A principios de este mes de junio, el ínclito Francisco Nicolás Gómez Iglesias era procesado por (presuntamente) falsificar su DNI para que un amiguete lo suplantara en la Selectividad (y la aprobase por él, of course).
No me voy a detener demasiado en el caso del mediático y a estas alturas cansino “pequeño Nicolás”. No obstante, tomando como punto de partida unas declaraciones (“Esta instructora no acierta a entender cómo un joven de veinte años, con su mera palabrería, aparentemente con su propia identidad, pueda acceder a las conferencias, lugares y actos a los que accedió sin alertar desde el inicio de su conducta a nadie, por muy de las juventudes del PP que manifieste haber sido”) realizadas en su día por la magistrada titular del juzgado de instrucción número 24 de Madrid, me gustaría arrojar desde la distancia un poco de luz a la susodicha. Para ello, nada mejor que partir del comportamiento intrínseco de nuestros anquilosados partidos políticos desde el 78 acá.
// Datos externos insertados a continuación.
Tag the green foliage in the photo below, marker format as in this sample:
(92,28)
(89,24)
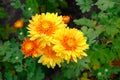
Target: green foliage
(102,30)
(73,70)
(85,5)
(105,4)
(3,13)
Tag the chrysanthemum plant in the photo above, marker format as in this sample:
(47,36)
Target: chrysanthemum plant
(53,41)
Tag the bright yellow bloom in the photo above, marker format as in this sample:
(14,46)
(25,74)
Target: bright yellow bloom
(70,44)
(49,58)
(30,48)
(43,26)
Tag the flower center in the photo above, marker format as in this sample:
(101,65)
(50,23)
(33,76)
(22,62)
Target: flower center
(69,43)
(49,52)
(28,46)
(46,27)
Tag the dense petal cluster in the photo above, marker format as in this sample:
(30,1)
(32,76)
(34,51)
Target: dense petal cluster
(52,41)
(70,44)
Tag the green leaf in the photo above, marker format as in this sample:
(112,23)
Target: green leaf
(0,76)
(73,69)
(19,67)
(8,76)
(85,5)
(3,14)
(92,34)
(104,4)
(16,3)
(38,74)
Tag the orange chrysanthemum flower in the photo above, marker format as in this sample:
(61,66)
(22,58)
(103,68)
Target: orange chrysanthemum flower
(18,24)
(49,57)
(30,48)
(44,25)
(70,44)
Durante los últimos casi cuarenta años, la dinámica interna de ausencia de democracia en los mismos ha propiciado desde prácticamente las afiliaciones juveniles la llegada masiva de un montón de “nenes” (y “nenas”) tan mediocres como ambiciosos, con la única meta de medrar en las procelosas – los navajazos están a la orden del día y arriba normalmente llegarán o los más implacables o los más arrastrados, no los más preparados – filas de cada correspondiente formación, actuando para ello como tiralevitas del barón de turno en el que depositarán todas sus esperanzas de ascenso y al que deberán luego, cual señor feudal, fidelidad eterna hasta acabar en algún parlamento nacional o autonómico disfrutando de un buen sueldo amén de todos los privilegios habidos y por haber.
Ya el comportamiento de las Nuevas Generaciones del PP y las Juventudes Socialistas (¿hay alguna diferencia sustancial en su modus operandi?) siempre ha dejado muchísimo que desear, actuando como auténticos hooligans del “y tú más” y como la claque necesaria (los “tontos útiles”, vamos) en esos patéticos meetings a los que solo acuden los convencidos, dejándose de lado las propuestas que, de producirse, rarísimas veces serán aprobadas por los de arriba.
Admitámoslo, hace tiempo que los jóvenes que ingresan en las formaciones políticas dejaron de sentir pasión por el debate, por la confrontación de ideas, buscando únicamente un cargo o un puesto en una lista que les garantice incorporarse a la vida pública como una profesión más y no como vocación, convirtiéndose en el “combustible humano” letalmente necesario que reproducirá luego comportamientos perversos cuando unos pocos de ellos asciendan (algunos, como se ve, incluso antes) a puestos de mayor enjundia y responsabilidad, dejando de ejercer ese papel rebelde y contestatario que debería tener la juventud cuando se despierta en ella el interés por la política: por no ser, ya no son ni referente crítico.
Éste es precisamente el caldo de cultivo de engendros como la efímera Beatriz Talegón, la “revolucionaria” que cobraba (o cobra, quién sabe) 40000 euros anuales a nómina del PSOE, o el caso sangrante del citado “Nicolasín”. ¿Lo entenderá ahora su señoría?
Sí, es verdad, a partir del 15-M otros jóvenes – parece que más irreverentes y en principio menos acomodaticios – volvieron a encender las calles, las plazas y también las aulas de las universidades españolas con debates e ideas al albur de (presuntas) nuevas formas de hacer política y que también han sido claves, por ejemplo, en la (re)vuelta de Sánchez contra el aparato del PSOE. Ojalá cuajen, pues sería deseable que de sus ganas de cambio surjan las propuestas que mejoren esta maltrecha sociedad de cara al futuro. Pero hasta que no lo vea…permítanme ser escéptico al respecto.